Zeitreise durchs Schlossland Schweiz

    Marco Castellaneta, Präsident des nationalen Verbandes der Schweizer Schlösser und Burgen, freut sich, dass nach dem Lockdown die Besucher wieder auf Entdeckungsreise in den alten Gemäuern kommen. Die Schweizer Schlösser laden mit Sonderschauen und spannenden Programme sowie dem nationalen Schlössertag vom 4. Oktober zum kulturhistorischen Abenteuer in die Vergangenheit.

    (Bilder: zVg) Marco Castellaneta, Präsident DIE SCHLÖSSER SCHWEIZ vor dem Schloss Hallwyl im Kanton Aargau freut sich auf die diesjährige Saison: «Wir erhoffen uns durch die eingeschränkten Reisemöglichkeiten gute Ergebnisse im Sommer und Herbst.»

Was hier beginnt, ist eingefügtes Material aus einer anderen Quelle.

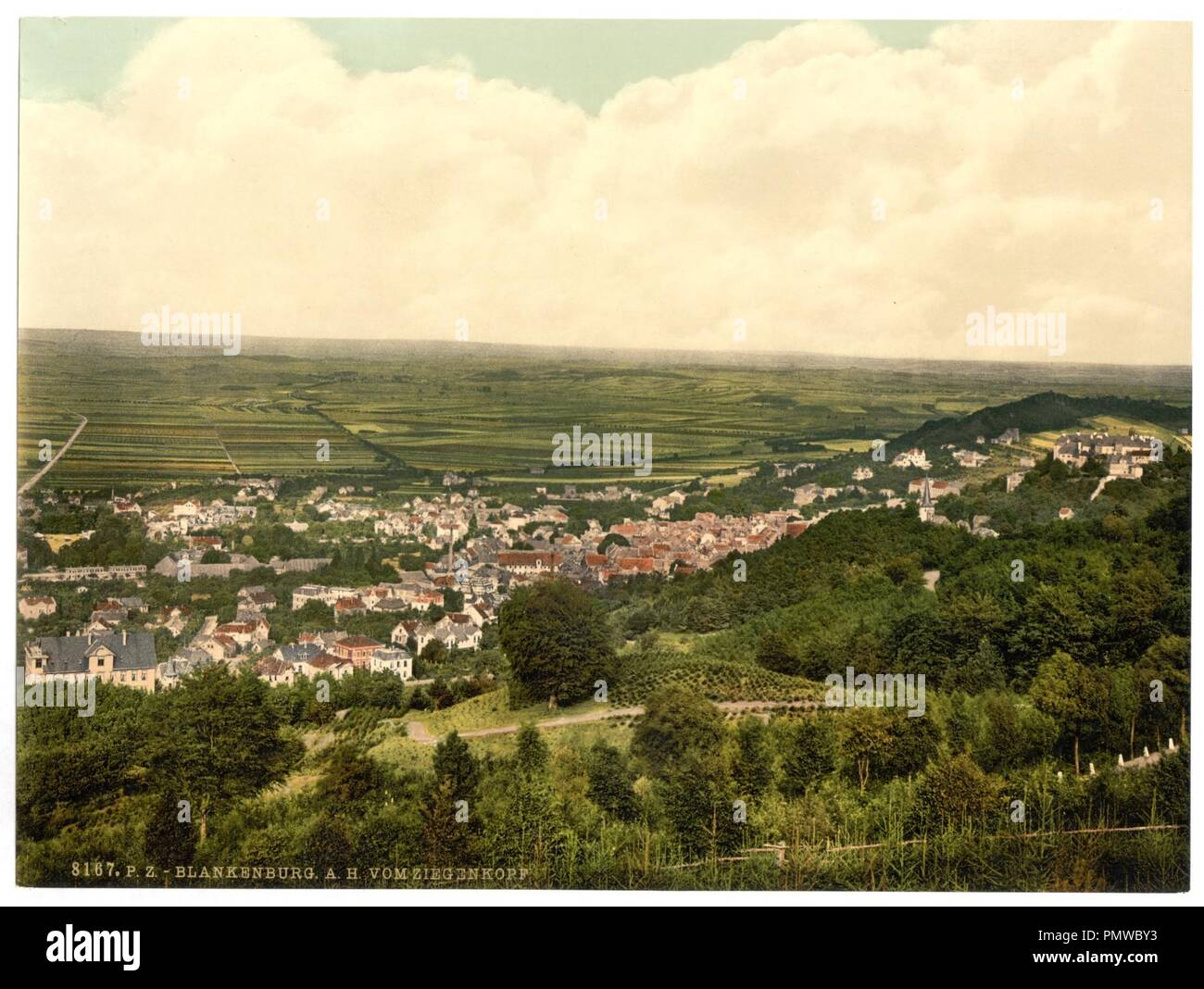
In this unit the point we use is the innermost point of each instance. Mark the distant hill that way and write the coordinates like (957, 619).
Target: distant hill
(1038, 413)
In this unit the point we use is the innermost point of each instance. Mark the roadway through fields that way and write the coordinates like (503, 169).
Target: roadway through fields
(63, 449)
(416, 731)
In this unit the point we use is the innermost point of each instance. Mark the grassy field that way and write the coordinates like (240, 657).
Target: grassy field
(179, 414)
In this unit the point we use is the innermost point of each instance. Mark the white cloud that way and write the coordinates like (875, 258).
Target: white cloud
(743, 192)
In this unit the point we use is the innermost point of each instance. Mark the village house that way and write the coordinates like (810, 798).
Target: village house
(125, 658)
(395, 660)
(913, 457)
(324, 663)
(275, 671)
(31, 609)
(357, 650)
(529, 562)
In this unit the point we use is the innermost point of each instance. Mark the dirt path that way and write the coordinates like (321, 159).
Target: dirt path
(63, 449)
(416, 731)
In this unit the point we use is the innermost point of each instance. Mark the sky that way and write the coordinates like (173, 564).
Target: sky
(865, 189)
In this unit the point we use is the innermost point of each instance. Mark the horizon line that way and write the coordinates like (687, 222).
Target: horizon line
(637, 349)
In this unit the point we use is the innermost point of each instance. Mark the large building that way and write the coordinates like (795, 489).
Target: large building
(120, 657)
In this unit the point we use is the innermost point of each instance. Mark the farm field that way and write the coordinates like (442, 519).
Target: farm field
(157, 414)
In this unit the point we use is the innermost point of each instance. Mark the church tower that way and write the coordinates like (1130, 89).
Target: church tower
(927, 507)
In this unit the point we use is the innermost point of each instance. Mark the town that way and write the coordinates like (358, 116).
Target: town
(478, 550)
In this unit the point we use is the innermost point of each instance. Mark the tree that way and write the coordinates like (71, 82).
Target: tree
(219, 743)
(557, 640)
(866, 739)
(609, 782)
(775, 654)
(698, 803)
(810, 755)
(533, 751)
(456, 765)
(956, 793)
(753, 770)
(1072, 694)
(677, 722)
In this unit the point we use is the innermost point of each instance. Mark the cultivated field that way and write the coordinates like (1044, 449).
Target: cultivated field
(160, 414)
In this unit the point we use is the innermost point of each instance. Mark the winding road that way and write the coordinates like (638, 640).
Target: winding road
(63, 449)
(416, 731)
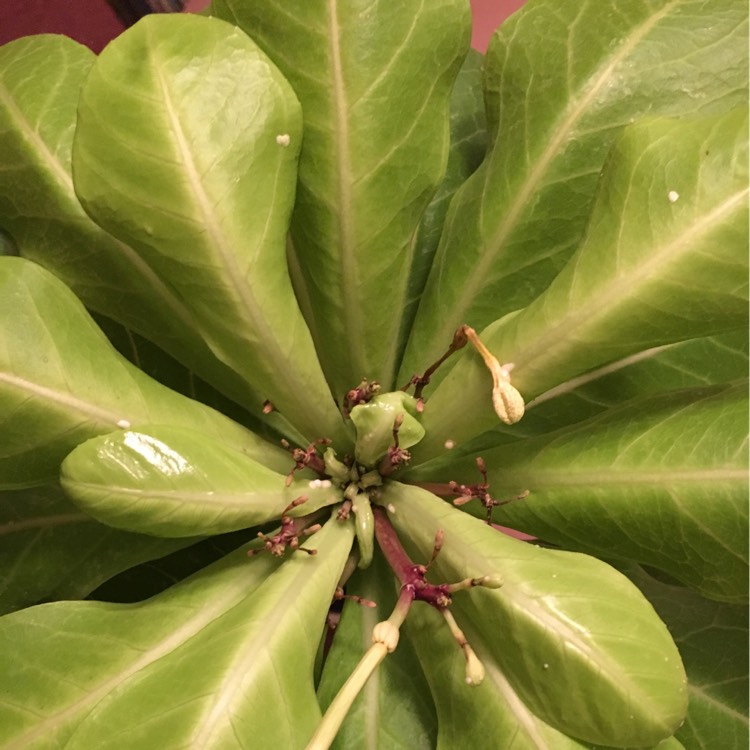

    Seit dem 11. Mai sind die Schweizer Schlösser wieder offen. Sind Sie erleichtert?
    Marco Castellaneta: Sehr, insbesondere, dass es den meisten Schlössern in so kurzer Zeit gelungen ist, die Auflagen umzusetzen, die für die Eröffnung nötig waren.

    Wie sehen die Schutzmassnahmen aus und wie praktikabel sind sie?
    Die geforderten Schutzmassnahmen waren zugegebenermassen eine Herausforderung, konnten aber überall umgesetzt werden. Alle Schlösser verfügen über ein eigenes Schutzkonzept. In den Räumlichkeiten ist die Besucherzahl begrenzt und der Abstand von zwei Meter muss eingehalten werden. Der Besucherfluss wird durch spezielle Besucherleitsysteme geregelt. Zudem gibt es umfangreiche Hygienevorkehrungen und für das Publikum stehen Desinfektionsmittel bereit. Aufgrund der Auflagen kann es sein, dass Räumlichkeiten nur beschränkt oder nicht zugänglich sind und interaktive Angebote wie Touchscreens zurzeit leider nicht zur Verfügung stehen. Die Schlossbistros sind geöffnet und werden als Take-Aways bedient.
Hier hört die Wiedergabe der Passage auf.